Parece que Jiménez Lozano no estaba muy creativo ni trabajador hímnico. Y, sobre todo, que el poeta Joan Margarit -premio Cervantes de las letras en castellano traducido de su catalán- no veía claro esa historia de participar en un himno español. Su ser catalán, antes que nada y según y cuando, le llevaron a desmarcarse en la segunda cita. La primera excusa fue que la música parecía franquista.

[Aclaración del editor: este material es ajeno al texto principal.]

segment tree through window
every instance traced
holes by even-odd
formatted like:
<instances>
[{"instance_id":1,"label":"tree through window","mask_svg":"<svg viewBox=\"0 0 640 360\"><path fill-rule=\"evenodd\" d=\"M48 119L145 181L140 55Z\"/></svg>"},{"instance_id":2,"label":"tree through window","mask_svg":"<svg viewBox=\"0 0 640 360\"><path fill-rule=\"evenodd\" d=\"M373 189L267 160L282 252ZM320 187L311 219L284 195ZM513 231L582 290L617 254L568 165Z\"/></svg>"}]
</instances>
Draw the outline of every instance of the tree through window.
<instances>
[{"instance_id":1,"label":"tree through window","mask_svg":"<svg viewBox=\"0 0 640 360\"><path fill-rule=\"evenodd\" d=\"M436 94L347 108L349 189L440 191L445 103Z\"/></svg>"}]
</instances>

Aunque se le recordó que la Marcha Real o Marcha de Granaderos era de los tiempos de Carlos III, él siguió empeñado en confundirlo con el himno del franquismo con la letra de José María Pemán. No pudo ser. No fue. Me gustaría mucho, que además que en los vestuarios canten potras y resistencias, pudieran cantar al comienzo aquella letra que nunca se cantó:
«Canta España
Y al viento de los pueblos lanza tu cantar
Hora es de recordar
que alas de lino
te abrieron camino
de un confín a otro del inmenso mar.
Patria mía
que guardas la alegría de la antigua edad
florezca en tu heredad
al sol de Europa
alzada la copa
el árbol sagrado de la Libertad”
Pues eso, que viva la Pepa, que vivan «los ciudadanos ni héroes ni villanos», los futboleros, los futbolistas, los tenistas, los fieramente humanos, que vivan el Peñón y Lepanto, que viva la selección, la invencible manque pierda. Qué manera de ganar.